舞台二題

 春ですねぇ。いいですねぇ。
http://www.miyako-odori.jp/odori.html
「ヨーイヤァサー」の鈴のような掛け声が聴こえてきそうですぞ。あああ、京都に行きたいなぁ。

 一昨日に続いて歌舞伎の舞台の話も。
 3月の御園座の昼の部に「黒塚」がかかる。元は能の「安達ヶ原」で、奥州安達ヶ原(福島県二本松)あたりを舞台とした舞踊劇である。場面は三景。一景は能風、二景は月明かりを模した照明を利用したロシアンバレエ風の新舞踊。三景は歌舞伎風を楽しみたい。
 これは初世猿翁(二代猿之助)が得意とした十種の舞踊劇の一つであり、世に「猿翁十種」という。「黒塚」の他に「悪太郎」「高野物狂」「小鍛冶」「独楽」「二人三番叟」「蚤取男」「花見奴」「酔奴」「吉野山」がある。
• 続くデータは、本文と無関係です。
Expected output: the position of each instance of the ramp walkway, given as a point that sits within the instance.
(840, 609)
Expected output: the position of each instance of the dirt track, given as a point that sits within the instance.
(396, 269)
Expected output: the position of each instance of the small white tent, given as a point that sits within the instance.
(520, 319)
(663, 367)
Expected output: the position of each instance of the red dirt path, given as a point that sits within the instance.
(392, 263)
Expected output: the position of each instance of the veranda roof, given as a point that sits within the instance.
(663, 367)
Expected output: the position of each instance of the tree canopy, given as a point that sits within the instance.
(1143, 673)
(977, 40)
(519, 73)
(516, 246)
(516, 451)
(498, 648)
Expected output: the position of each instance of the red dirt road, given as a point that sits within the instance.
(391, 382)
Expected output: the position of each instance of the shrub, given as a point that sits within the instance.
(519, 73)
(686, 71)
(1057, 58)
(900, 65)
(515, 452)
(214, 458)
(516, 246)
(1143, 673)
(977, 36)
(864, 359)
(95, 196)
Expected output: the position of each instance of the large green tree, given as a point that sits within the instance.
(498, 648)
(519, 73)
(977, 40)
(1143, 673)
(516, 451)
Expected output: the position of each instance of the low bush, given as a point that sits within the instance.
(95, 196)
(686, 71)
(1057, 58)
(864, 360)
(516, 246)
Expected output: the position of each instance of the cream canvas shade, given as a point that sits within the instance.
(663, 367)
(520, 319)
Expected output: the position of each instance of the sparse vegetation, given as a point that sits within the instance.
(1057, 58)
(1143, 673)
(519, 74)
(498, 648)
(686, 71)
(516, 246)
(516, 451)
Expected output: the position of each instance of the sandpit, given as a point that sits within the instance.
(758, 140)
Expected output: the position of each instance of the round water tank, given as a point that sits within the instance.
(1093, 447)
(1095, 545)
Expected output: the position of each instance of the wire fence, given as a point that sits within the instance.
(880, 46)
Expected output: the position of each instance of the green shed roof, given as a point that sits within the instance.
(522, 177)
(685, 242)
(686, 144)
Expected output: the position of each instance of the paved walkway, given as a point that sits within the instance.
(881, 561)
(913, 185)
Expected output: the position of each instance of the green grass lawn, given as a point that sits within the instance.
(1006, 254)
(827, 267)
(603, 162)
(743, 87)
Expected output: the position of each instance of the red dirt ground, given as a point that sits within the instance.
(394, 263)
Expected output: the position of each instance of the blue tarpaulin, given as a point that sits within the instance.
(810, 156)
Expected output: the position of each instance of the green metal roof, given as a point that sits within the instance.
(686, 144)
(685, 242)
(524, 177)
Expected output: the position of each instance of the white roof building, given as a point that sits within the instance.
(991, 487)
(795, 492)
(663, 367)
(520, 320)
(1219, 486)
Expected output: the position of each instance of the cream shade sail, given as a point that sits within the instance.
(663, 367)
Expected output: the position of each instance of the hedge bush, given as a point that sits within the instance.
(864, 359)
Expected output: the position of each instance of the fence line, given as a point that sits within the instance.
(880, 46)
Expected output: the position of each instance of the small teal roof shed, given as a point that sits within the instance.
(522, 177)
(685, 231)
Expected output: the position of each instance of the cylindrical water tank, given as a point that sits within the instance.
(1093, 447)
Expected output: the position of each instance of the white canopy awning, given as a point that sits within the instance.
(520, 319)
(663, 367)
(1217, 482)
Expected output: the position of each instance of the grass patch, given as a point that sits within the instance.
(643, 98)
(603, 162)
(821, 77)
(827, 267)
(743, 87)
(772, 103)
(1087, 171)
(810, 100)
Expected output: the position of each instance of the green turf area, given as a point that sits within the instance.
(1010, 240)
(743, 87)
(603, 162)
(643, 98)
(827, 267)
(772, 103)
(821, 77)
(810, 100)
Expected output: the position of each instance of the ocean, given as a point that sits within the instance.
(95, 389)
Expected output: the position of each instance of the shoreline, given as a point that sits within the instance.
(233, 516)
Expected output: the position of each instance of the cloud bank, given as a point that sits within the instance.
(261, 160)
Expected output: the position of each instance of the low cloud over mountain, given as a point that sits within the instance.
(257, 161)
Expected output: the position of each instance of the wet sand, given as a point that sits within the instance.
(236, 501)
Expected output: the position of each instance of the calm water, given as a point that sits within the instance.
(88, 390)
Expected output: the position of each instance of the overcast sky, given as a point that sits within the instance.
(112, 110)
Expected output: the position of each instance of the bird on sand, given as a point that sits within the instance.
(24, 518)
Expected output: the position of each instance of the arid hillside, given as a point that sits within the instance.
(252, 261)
「黒塚」は、猿翁が昭和14年に初演してから、昭和34年の京都南座まで都合14回。三代目が昭和38年の歌舞伎座で初演して、病に倒れるまで演じ続け、30回以上舞台に掛けている。そして当代(四代目)の猿之助が岩手を演じる。この演目は、澤瀉屋、それも猿之助にしか演じられないものである。
 初世がこんなことを言っている。
「舞台でひとつものを百ぺんかけないとものにならない」
 一興行が25日として、4回で100日だ。猿之助父子は44回以上かけており、少なくともこの演目を1100回舞台に掛けている。完成された家の演目と言っていい。
 当代は、新橋演舞場で黒塚を初演した。そこで25回、今回、御園座で25回やったとしても、初世のいう百ぺんには届かない。つまり、当代の完成されていない「黒塚」が見られるということである。家の芸としては「黒塚」は今後も上演され続けるだろう。いずれ2〜3年以内には完成し、またその完成形を観るのも楽しみである。
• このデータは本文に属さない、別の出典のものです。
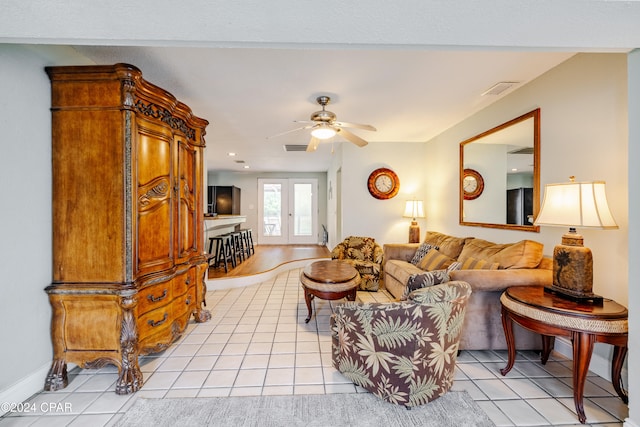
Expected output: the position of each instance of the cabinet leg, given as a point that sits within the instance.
(129, 379)
(307, 298)
(507, 325)
(57, 376)
(201, 315)
(619, 354)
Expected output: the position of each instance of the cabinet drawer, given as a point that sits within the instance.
(155, 321)
(154, 296)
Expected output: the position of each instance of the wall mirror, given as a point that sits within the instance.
(500, 175)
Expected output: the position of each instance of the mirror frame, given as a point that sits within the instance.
(535, 114)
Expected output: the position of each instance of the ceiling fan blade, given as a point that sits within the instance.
(289, 131)
(351, 137)
(354, 125)
(313, 144)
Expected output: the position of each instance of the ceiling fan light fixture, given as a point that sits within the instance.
(323, 131)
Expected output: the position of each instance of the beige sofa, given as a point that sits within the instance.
(518, 264)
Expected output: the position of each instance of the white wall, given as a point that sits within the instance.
(25, 225)
(634, 236)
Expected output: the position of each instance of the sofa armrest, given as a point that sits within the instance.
(401, 251)
(499, 280)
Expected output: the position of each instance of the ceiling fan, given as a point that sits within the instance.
(323, 125)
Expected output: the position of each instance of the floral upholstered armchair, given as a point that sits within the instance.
(365, 255)
(403, 352)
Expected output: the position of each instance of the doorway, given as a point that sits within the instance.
(288, 211)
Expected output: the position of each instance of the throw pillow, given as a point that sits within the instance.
(455, 266)
(421, 252)
(479, 264)
(434, 260)
(419, 281)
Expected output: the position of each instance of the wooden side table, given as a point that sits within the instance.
(330, 280)
(585, 324)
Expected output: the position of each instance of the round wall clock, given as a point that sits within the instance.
(472, 184)
(383, 183)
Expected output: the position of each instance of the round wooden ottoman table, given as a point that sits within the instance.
(329, 280)
(584, 324)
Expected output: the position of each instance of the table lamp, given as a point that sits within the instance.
(575, 204)
(413, 209)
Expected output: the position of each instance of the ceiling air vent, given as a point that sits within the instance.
(498, 88)
(294, 147)
(525, 150)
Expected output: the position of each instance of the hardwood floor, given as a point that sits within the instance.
(268, 257)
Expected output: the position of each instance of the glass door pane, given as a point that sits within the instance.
(303, 216)
(272, 209)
 物語は、熊野那智・東光坊の阿闍梨・祐慶の一行が、陸奥・安達原にさしかかるとことから始まる。日はとっぷりと暮れ、見渡す限りの原野に野宿を覚悟したところ、遠くにぽつんと灯った明かりを見つける。一行はその杣屋を訪ね、一夜の宿を乞う。
 そこには一人で住する淋しげな初老の女(岩手)がいた。岩手は、月光も射し込むほどの荒屋ゆえに、一旦は阿闍梨らを泊めることに躊躇をする。しかし、疲れ切っている一行を哀れに思って、阿闍梨らを中に招き入れる。 
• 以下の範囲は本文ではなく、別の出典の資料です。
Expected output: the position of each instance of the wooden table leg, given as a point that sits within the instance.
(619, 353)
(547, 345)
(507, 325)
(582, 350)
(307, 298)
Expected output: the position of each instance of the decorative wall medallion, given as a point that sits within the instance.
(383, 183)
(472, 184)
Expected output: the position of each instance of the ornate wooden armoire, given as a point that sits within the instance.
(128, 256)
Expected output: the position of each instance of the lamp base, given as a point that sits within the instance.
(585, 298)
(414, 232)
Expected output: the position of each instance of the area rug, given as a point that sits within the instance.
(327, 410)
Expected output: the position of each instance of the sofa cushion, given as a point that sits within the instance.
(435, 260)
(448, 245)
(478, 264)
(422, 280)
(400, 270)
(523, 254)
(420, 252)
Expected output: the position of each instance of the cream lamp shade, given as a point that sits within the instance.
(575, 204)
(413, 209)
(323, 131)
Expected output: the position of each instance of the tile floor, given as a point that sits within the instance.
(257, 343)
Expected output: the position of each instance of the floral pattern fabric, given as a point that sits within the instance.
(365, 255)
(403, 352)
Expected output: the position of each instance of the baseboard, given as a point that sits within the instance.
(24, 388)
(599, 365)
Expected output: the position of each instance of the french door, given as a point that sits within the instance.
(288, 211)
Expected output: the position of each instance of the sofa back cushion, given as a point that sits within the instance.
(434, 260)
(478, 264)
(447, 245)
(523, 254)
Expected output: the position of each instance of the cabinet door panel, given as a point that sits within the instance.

岩手は祐慶に乞われるままに、糸車を回しながら、人の世の虚しさを嘆く。やがて女は、屋内が寒くなってきたことに気づき、薪を集めに山に行くことを阿闍梨に告げる。その際に、「留守の間、くれぐれも閨(ねや)の内を見ないよう」と念を押して出かける。
 見るなと言われれば逆に見たくなるのが人情。強力の太郎吾が、阿闍梨の戒めも聞かず、こっそりと閨の内を見ると、そこは死体の山。肝を潰した一行は、大急ぎに逃げ出すことになる。
 岩手は薪を集めて帰ってくる。そこで阿闍梨一行が約束を守らなかったことを知り、怒り狂って鬼女となり阿闍梨たちを追いかけるのだった……。
 それにしても岩手は祐慶阿闍梨たちに親切であり、それを裏切ったのは男どもなのである。いくら初老の女とはいえ、女の閨を覗くとはなにごとかということだわさ。でも、覗かないことには、真実を知らないことには、次に続くドラマが展開しない。だから、男どもは女の秘密を知りたいのである。

 因みに、禁止されるとついそのタブーを破ってしまう心理を「カリギュラ効果」と言うのだが、そのだらしのない男の性は、ギリシア神話古事記をはじめ、世界各国の民話に多く見られる。「黒塚」のその一類型である。

 都をどり、京おどりは禁止されていないけれど「ああ、観たい」と思ってしまう男の性。だがこれはカリギュラ効果ではない。